This [9] research employs a SCADA dataset including DoS assaults and running the IEC 60870-5-104 protocol. The protocol will be wrapped into TCP/IP before being transferred so that the treatment in detecting DoS attacks in SCADA networks utilizing the IEC 104 protocol is not significantly different from a regular computer network. Intrusion detection systems (IDSs) are used to identify DoS attacks on the SCADA network using three machine learning approaches: Decision Tree, Support Vector Machine, and Gaussian Nave Bayes. 99.99 percent of the time, tests on the testing and training datasets reveal that the decision tree technique has the best performance detection. A deep learning-based intrusion detection system for SCADA networks is proposed in this [10] study to defend ICSs against conventional and SCADA-specialized network-based assaults. To define significant temporal patterns of SCADA data and identify periods when network assaults are occurring, we suggest using a convolutional neural network (CNN) rather than hand-crafted characteristics for individual network packets or flows. In addition, we devise a re-training method that allows SCADA system operators to augment our neural network models using site-specific network attack traces.

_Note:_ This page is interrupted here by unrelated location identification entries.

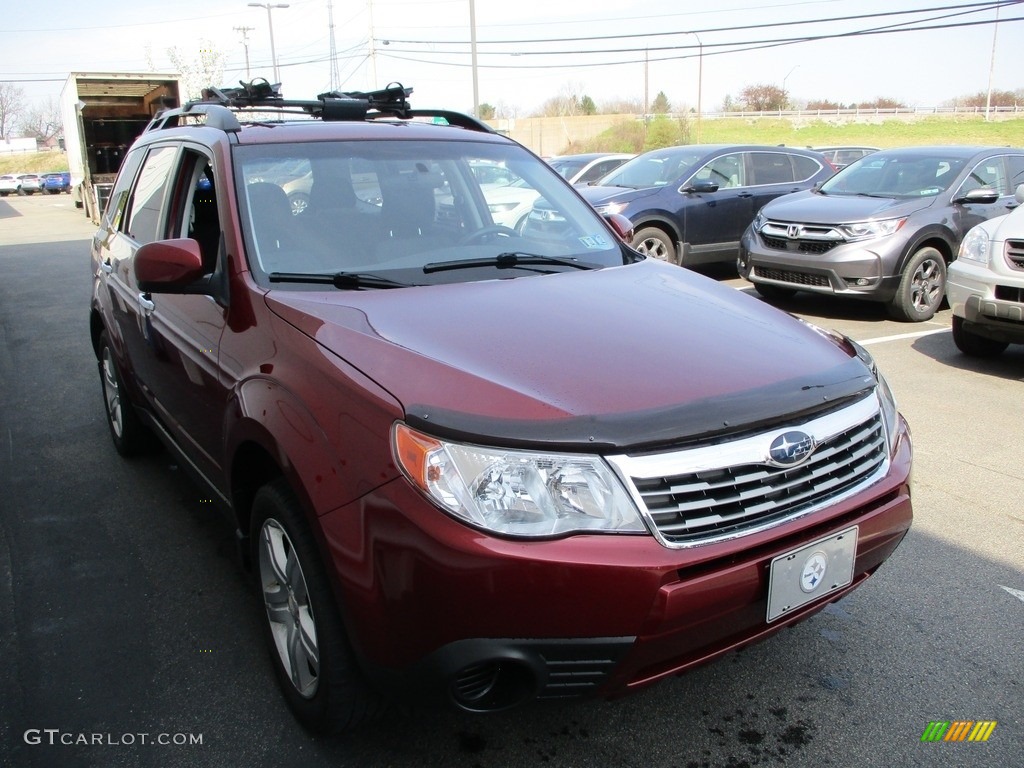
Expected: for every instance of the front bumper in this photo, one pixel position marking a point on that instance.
(437, 609)
(862, 269)
(990, 302)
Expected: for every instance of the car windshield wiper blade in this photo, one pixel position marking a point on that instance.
(510, 259)
(343, 281)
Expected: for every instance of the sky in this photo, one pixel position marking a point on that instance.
(529, 51)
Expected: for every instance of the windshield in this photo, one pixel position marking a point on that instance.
(391, 208)
(653, 169)
(896, 175)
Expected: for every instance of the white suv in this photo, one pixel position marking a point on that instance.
(985, 286)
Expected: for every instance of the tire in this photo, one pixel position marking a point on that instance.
(654, 243)
(922, 287)
(774, 293)
(974, 345)
(129, 434)
(314, 666)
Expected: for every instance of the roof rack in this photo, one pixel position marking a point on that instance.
(220, 107)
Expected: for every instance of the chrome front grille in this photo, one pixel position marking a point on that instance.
(1015, 254)
(711, 493)
(802, 246)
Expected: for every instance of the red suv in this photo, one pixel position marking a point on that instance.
(463, 463)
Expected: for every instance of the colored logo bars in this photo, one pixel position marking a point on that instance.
(960, 730)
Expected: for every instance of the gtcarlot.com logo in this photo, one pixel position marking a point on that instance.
(55, 737)
(958, 730)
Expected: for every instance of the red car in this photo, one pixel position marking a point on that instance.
(465, 464)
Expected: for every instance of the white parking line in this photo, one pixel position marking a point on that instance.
(898, 337)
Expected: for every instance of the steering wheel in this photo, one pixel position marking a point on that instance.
(483, 232)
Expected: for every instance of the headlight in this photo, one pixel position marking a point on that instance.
(868, 229)
(611, 208)
(975, 246)
(516, 493)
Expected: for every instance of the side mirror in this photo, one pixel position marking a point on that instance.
(984, 195)
(622, 225)
(701, 187)
(169, 265)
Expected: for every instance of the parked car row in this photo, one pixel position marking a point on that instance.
(30, 183)
(885, 227)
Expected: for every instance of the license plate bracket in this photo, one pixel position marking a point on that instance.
(810, 572)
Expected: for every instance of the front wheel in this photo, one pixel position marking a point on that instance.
(654, 243)
(314, 666)
(974, 345)
(922, 287)
(129, 434)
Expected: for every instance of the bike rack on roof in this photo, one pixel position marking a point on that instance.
(220, 107)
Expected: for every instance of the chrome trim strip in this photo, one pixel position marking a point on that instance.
(752, 451)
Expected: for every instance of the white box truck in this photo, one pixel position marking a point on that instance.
(103, 113)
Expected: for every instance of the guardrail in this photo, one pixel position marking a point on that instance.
(862, 113)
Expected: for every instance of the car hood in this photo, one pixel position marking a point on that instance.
(613, 358)
(597, 196)
(812, 208)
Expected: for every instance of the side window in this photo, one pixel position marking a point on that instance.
(771, 168)
(1015, 171)
(804, 168)
(146, 201)
(195, 207)
(726, 171)
(988, 173)
(119, 197)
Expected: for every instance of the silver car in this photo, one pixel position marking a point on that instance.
(986, 286)
(884, 228)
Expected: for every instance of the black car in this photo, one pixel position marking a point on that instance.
(689, 205)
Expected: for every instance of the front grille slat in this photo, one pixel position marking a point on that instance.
(791, 275)
(708, 504)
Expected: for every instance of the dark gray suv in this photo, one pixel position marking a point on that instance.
(883, 228)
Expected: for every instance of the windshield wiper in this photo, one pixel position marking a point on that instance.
(343, 281)
(511, 259)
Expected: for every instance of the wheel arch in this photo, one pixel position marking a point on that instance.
(941, 241)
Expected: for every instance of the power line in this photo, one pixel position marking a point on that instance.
(979, 6)
(751, 46)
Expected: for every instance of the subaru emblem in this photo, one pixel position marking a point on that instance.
(791, 449)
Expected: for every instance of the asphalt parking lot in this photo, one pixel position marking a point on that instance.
(125, 614)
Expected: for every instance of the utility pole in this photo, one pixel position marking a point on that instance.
(472, 39)
(335, 75)
(269, 24)
(245, 44)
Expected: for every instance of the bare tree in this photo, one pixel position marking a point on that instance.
(11, 108)
(206, 70)
(42, 121)
(764, 97)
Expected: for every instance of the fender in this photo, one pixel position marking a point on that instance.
(932, 231)
(326, 470)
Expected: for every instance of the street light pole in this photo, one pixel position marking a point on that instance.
(699, 79)
(269, 24)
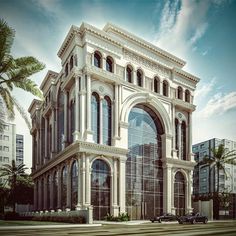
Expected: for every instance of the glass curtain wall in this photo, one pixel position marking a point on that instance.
(100, 189)
(144, 174)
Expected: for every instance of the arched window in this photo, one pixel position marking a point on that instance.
(66, 69)
(55, 190)
(109, 64)
(139, 78)
(179, 194)
(176, 134)
(100, 189)
(129, 71)
(63, 187)
(74, 185)
(180, 93)
(72, 120)
(156, 86)
(60, 120)
(144, 172)
(187, 95)
(165, 88)
(95, 117)
(97, 59)
(183, 141)
(106, 112)
(71, 62)
(48, 191)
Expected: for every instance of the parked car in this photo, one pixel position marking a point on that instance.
(164, 217)
(193, 218)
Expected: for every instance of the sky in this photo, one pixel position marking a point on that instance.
(201, 32)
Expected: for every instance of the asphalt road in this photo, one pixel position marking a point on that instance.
(211, 228)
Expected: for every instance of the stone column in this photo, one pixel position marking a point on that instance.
(114, 188)
(83, 171)
(101, 120)
(76, 133)
(79, 202)
(189, 192)
(89, 134)
(167, 188)
(122, 183)
(65, 141)
(82, 107)
(87, 182)
(68, 180)
(59, 191)
(179, 141)
(116, 113)
(35, 195)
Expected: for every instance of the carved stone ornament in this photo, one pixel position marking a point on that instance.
(140, 60)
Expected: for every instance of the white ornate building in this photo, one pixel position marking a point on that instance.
(114, 131)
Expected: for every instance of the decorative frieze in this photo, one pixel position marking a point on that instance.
(148, 63)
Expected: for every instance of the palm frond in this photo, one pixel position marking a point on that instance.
(6, 39)
(22, 112)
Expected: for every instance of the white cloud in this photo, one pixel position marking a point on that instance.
(182, 27)
(219, 104)
(203, 90)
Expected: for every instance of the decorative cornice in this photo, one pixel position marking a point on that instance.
(186, 75)
(110, 27)
(80, 147)
(163, 69)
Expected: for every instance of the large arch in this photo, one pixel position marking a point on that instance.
(144, 172)
(150, 101)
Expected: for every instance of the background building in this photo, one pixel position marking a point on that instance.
(114, 132)
(204, 179)
(11, 146)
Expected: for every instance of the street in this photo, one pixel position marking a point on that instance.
(212, 228)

A deep learning-based solution to network intrusion detection in SCADA systems was shown to be effective in our tests utilizing actual SCADA traffic datasets, with high detection accuracy and the capacity to manage newly discovered threats. Using the autoencoder deep learning model (AE-IDS), we create an IDS for the SCADA system in this [11] study. The most often used SCADA communication protocol in the power substation is DNP3, which is the objective of the detection model. SCADA systems are particularly vulnerable to data injection and modification assaults, which fall under the broad category of “cyberattacks”. This research presents the training of an autoencoder network using 17 data characteristics collected from DNP3 transmission. We examine the accuracy and loss of detection of several supervised deep learning algorithms by measuring and comparing the results. Other deep learning IDS models perform better than the unsupervised AE-IDS model.
3 Problem Definition
-
1.
The first primary objective of this work was to build a highly accurate intrusion detection system based on physical and network parameters for MODBUS-based systems while reducing the intrusion detection algorithm’s reliance on domain knowledge, i.e., the algorithm should not be pre-fed background information.
-
2.
Another problem in smart grid infrastructure is electricity theft. The second objective of this study was to design the system to detect the same. Various ML techniques and classifiers are deployed and experimented with improving test accuracy.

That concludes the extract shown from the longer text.